Quando arriviamo alla traccia 7, vediamo invece l’altra faccia dei Beatles, quella matura delle ballate. “This Boy” è senz’altro un gioiellino che ebbe la sfortuna di essere pubblicato come B-side. Qui c’è un Lennon creativo negli accordi (da suscitare anche le lodi di McCartney, senz’altro superiore a John musicalmente), e geniale nel testo in quella dicotomia “This”/“That” - anche se è un testo d’ amore adolescenziale.
Lennon ne fu sempre orgogliosissimo e volle suonarla nel Febbraio 1964, all’ “Ed Sullivan Show”, con le chitarre elettriche, e non con quelle acustiche, come nel disco. È questione di gusti dire se sia più bella la versione acustica o quella folk elettrica. Nelle mia lista delle migliori della loro “produzione minore” (fino a “Help!”), questa non può mancare.
Lennon fu così orgoglioso di “This Boy”, che, circa un anno dopo, cercò di “riscriverla”. Il risultato è “Yes It Is” (penultima canzone dell’album), uno dei più bei lenti mai scritti da John, anche se con un testo non all’altezza della melodia. Questa canzone avrebbe certamente elevato di molto il livello di “Help!”. Invece fu pubblicata come singolo (nella Primavera del 1965) e molti neppure la conoscono. Anche questa nella mia lista delle migliori 12 del primo periodo. La versione dell’Anthology, con la chitarra classica in sottofondo, è, nella parte iniziale, più bella e dolente della versione pubblicata su disco.
Certamente “Long Tall Sally” è una delle migliori performance vocali di Paul, per molti superiore all’originale di Little Richard.
Un'altra sua bella performance vocale “I’m Down”, la canzone che chiude l’album. Sembra quasi una “originale scopiazzatura” di “Long Tall Sally”.
Ovviamente una bella canzone, che, come “Yes It Is” avrebbe reso “Help!” migliore.
La cover di Lennon, “Slow Down”, non mi fa impazzire - nonostante un eccellente cantato, e un ritmo molto ben sostenuto.
“I Call Your Name”, ancora di Lennon (la scrisse a 15 anni), è molto apprezzata dai critici, per essere stata una dei primi ska della storia della musica popolare europea. Io la trovo solo una canzone buona, ma incapace di emozionarmi.
“She’s a Woman” è buona, ma è troppo ripetitiva.
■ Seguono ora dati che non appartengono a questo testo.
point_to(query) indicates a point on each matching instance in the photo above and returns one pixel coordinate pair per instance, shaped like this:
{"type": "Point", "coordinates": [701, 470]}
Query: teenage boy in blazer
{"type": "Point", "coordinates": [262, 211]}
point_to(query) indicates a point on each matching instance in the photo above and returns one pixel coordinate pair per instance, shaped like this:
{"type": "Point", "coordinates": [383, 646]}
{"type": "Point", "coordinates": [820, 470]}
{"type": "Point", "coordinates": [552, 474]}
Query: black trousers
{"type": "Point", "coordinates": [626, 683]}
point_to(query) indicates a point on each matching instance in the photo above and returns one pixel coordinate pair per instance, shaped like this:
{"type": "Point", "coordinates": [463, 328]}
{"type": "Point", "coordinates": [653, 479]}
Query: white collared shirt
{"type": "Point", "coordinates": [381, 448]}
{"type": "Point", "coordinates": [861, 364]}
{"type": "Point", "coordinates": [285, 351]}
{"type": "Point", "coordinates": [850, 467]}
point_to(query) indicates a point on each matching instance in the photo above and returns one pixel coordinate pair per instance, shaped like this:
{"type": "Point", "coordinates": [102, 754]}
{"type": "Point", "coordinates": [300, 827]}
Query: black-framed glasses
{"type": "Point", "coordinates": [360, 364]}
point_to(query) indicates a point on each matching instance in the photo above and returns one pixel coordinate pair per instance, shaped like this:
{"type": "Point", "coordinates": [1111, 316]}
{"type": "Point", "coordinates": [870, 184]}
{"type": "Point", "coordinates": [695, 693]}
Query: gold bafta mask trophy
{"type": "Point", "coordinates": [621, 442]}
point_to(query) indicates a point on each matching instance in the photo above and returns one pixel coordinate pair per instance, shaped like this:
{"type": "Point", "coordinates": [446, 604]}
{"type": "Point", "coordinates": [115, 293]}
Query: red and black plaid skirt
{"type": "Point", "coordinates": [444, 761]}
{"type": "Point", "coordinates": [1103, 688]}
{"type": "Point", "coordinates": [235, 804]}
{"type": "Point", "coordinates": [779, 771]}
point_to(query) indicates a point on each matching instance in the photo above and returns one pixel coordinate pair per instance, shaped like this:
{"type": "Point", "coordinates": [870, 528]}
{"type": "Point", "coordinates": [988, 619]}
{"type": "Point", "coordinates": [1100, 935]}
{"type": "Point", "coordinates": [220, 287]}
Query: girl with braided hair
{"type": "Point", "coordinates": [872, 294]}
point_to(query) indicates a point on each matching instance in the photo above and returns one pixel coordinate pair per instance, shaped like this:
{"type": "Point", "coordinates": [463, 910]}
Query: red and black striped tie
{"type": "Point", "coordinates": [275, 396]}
“I Feel Fine” era uno degli orgogli di Lennon per via del feedback iniziale, che diceva essere il primo mai apparso su un disco - “prima di Hendrix e degli Who”. Il riff è davvero accattivante. Se fosse più lenta, sarebbe un gran bella canzone. Così com’è è al limite della canzonetta. Inoltre, il testo è davvero terribile. Se invece nelle liriche sta prendendo in giro gli stereotipi delle canzoni d’amore, allora è un capolavoro di ironia.